The METR experiment and recent comments from AWS suggest that AI might actually be making teams slower rather than faster. How do you explain this disconnect between the feeling of speed and actual productivity?

It’s a psychological trap where programmers feel like they are flying because the code is appearing instantly, but the reality is often the opposite. In the initial METR experiment, developers were sure they had gotten faster, but the data showed they actually slowed down, a finding so controversial they had to rework their methodology for a follow-up. AWS even tweeted that more AI code doesn’t necessarily lead to faster teams; in fact, it can create a reverse effect where you spend more time debugging “hallucinated” logic than you would have spent writing it from scratch. When you aren’t writing every line, you lose the mental map of the system, making it much harder to troubleshoot when things go sideways. If the experts who see every line of code can’t objectively assess their own speed, a client who only sees a pretty interface has no chance of knowing they are buying a liability.

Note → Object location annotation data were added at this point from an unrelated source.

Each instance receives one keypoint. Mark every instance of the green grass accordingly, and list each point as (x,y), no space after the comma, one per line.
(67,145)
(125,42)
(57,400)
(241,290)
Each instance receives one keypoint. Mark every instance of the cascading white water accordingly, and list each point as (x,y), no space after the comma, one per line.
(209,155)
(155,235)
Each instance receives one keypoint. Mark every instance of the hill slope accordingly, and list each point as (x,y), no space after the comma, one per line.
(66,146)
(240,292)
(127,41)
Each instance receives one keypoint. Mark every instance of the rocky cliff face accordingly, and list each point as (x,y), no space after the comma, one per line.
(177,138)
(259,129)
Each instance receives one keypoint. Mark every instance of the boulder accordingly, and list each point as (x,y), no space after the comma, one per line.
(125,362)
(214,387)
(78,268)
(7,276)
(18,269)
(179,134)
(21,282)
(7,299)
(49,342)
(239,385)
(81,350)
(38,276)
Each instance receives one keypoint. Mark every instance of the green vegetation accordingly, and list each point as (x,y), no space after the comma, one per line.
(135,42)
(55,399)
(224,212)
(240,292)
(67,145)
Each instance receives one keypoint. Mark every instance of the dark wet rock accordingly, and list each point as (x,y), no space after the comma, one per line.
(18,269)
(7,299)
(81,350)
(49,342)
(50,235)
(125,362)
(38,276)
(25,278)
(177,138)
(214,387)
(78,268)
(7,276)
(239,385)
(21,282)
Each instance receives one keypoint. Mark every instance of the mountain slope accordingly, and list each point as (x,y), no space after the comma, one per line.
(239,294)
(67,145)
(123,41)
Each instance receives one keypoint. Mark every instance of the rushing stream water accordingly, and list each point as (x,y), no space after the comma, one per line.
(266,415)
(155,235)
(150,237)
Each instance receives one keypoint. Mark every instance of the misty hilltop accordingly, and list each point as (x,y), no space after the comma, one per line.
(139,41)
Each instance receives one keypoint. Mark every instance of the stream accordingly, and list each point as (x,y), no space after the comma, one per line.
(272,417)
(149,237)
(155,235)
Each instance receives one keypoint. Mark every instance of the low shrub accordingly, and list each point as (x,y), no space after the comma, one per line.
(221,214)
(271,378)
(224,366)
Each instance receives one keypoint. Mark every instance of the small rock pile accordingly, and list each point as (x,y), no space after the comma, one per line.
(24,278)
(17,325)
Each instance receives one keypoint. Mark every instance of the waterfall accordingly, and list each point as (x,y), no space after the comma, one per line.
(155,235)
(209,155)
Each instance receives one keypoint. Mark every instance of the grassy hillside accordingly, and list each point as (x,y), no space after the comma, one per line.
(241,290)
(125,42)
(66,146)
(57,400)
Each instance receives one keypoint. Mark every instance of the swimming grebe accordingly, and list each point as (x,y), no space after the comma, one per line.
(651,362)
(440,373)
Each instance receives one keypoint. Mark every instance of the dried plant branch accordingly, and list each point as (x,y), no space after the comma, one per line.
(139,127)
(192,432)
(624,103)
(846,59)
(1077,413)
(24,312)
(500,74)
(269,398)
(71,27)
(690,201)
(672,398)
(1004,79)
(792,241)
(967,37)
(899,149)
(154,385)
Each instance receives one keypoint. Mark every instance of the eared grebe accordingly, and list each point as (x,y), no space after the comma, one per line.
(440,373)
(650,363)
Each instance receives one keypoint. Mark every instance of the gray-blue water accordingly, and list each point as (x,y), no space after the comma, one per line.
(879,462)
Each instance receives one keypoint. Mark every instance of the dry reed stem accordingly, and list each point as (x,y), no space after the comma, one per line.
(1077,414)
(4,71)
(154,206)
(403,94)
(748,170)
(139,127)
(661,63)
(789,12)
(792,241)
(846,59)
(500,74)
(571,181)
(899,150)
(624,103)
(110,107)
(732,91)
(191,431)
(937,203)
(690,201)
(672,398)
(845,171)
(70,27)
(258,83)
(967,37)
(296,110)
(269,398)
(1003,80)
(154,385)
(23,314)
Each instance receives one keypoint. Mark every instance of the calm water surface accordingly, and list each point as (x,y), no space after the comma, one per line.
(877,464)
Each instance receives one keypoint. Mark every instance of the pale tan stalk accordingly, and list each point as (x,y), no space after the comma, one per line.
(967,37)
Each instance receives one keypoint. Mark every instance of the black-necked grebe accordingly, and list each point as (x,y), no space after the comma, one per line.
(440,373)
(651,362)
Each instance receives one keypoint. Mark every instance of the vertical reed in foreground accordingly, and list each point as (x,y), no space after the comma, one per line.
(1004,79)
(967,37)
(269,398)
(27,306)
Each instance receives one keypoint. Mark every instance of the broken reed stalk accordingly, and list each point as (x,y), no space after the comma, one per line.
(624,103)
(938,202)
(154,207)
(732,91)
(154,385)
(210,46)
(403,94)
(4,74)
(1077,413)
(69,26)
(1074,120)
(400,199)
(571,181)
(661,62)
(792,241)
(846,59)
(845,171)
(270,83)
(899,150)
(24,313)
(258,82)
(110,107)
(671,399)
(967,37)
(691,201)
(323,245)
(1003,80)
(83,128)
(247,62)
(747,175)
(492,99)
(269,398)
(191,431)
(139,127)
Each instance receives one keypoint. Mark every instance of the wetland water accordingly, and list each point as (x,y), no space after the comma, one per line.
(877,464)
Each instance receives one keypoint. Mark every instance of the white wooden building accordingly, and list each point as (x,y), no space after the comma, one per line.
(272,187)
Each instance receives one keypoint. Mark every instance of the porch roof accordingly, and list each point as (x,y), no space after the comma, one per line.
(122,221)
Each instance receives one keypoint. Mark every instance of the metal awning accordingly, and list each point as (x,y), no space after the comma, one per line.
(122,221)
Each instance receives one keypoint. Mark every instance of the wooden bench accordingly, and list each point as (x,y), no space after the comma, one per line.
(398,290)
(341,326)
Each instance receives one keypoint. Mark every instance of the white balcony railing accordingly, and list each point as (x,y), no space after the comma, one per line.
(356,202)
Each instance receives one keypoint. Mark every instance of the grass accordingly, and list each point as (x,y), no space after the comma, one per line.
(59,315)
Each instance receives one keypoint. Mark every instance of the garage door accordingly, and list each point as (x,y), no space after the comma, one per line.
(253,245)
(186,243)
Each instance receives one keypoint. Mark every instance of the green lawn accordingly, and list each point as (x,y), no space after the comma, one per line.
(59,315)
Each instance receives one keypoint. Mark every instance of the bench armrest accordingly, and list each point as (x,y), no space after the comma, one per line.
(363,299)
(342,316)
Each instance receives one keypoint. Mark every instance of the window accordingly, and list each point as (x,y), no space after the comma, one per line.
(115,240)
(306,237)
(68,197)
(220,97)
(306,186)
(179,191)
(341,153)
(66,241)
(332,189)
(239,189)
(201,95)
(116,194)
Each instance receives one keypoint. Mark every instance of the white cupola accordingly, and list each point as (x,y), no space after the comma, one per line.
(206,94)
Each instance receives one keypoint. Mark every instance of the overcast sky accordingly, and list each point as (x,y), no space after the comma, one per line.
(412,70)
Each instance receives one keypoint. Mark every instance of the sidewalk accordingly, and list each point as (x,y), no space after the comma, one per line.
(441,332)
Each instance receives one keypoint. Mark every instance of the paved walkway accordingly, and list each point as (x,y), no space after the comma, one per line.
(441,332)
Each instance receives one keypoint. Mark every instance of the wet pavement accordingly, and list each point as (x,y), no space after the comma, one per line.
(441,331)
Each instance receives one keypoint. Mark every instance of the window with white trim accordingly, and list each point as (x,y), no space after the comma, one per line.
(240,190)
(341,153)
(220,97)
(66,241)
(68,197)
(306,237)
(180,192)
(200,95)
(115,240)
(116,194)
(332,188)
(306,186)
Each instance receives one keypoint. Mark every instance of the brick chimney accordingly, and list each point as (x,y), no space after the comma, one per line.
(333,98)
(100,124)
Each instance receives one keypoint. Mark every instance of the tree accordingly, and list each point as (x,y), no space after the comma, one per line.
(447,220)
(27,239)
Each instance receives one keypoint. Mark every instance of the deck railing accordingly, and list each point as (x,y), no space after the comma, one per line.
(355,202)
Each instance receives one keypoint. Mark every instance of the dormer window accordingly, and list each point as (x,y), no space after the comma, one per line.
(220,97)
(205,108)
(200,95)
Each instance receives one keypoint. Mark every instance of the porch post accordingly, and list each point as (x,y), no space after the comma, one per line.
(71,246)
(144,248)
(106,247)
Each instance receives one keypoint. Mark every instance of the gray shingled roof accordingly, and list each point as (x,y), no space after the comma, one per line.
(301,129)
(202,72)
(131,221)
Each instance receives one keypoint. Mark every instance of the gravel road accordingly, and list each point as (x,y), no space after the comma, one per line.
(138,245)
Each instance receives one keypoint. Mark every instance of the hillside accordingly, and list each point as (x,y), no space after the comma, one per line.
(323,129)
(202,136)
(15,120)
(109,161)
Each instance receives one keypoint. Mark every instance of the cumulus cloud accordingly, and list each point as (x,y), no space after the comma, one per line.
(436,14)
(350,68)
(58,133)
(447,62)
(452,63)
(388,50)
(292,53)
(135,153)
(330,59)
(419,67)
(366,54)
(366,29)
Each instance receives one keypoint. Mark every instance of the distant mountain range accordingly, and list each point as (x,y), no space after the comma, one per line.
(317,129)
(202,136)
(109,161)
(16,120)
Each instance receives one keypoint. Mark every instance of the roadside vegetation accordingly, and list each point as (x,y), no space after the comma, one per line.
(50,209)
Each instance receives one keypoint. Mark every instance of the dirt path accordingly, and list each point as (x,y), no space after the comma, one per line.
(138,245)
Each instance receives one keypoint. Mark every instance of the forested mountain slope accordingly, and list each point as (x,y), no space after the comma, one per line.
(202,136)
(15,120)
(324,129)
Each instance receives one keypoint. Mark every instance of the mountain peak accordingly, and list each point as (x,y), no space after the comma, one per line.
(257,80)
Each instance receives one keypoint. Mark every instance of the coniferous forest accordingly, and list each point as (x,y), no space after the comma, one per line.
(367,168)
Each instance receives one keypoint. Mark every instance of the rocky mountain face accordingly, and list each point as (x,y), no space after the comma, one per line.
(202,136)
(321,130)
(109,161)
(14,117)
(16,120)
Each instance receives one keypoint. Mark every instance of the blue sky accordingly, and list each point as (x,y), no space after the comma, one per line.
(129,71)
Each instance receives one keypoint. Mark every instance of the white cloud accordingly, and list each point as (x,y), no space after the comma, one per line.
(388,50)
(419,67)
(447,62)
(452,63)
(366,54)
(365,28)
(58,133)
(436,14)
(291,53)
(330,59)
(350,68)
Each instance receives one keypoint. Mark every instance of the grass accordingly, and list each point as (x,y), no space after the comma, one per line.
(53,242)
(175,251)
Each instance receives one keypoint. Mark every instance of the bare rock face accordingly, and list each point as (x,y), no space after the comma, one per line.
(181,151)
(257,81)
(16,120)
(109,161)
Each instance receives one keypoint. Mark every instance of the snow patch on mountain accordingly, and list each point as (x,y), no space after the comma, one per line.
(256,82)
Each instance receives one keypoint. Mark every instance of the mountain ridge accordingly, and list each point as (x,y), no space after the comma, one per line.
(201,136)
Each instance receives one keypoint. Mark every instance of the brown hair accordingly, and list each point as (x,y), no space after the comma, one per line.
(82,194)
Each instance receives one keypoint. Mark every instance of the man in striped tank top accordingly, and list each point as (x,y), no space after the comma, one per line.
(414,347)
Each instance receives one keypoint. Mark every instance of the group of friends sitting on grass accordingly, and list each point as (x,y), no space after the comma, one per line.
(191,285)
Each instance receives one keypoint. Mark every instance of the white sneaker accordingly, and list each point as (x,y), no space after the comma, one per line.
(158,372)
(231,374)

In an era where “raw coding skill” is becoming a commodity handled by models, what specific traits define a “real engineer” compared to someone who is just “vibe coding”?

A real engineer is defined by systems thinking and a willingness to take long-term responsibility for the product’s survival. When a project hits a snag, a vibe coder will often start blaming the AI model or telling fairy tales, whereas a real engineer can calmly explain the architectural choices and how the app will behave under heavy load. We are seeing that while AI is great at the “raw coding” part, it lacks the ability to design complex, secure infrastructures or handle the “non-standard” tasks that always arise after launch. This is why I started using tools like AGENTS.md in open source—to filter out the fully generated pull requests that look okay but lack technical substance. True engineering is about the foundation, the security of user data, and the ability to maintain the codebase a year from now, not just making it look good for a weekend demo.

What is your forecast for the software development market as the initial “AI-built” projects begin to age and require maintenance?

I predict we are heading toward a period of significant turbulence where many businesses will suffer major losses after “stepping on the rake” of cheap, AI-generated software. However, this will eventually lead to a healthier market where clients finally realize that an app built in one evening simply cannot survive without professional oversight. We will likely see an increase in high-value contracts for real engineers who are hired specifically to clean up the “mess” left behind by vibe coders. Founders will eventually learn that while starting a project has become easier, finishing and sustaining one still requires the human touch of a specialist who understands architecture and long-term stability. Ultimately, there will be more work than ever because the volume of projects will explode, but only those with real expertise will be able to keep them running.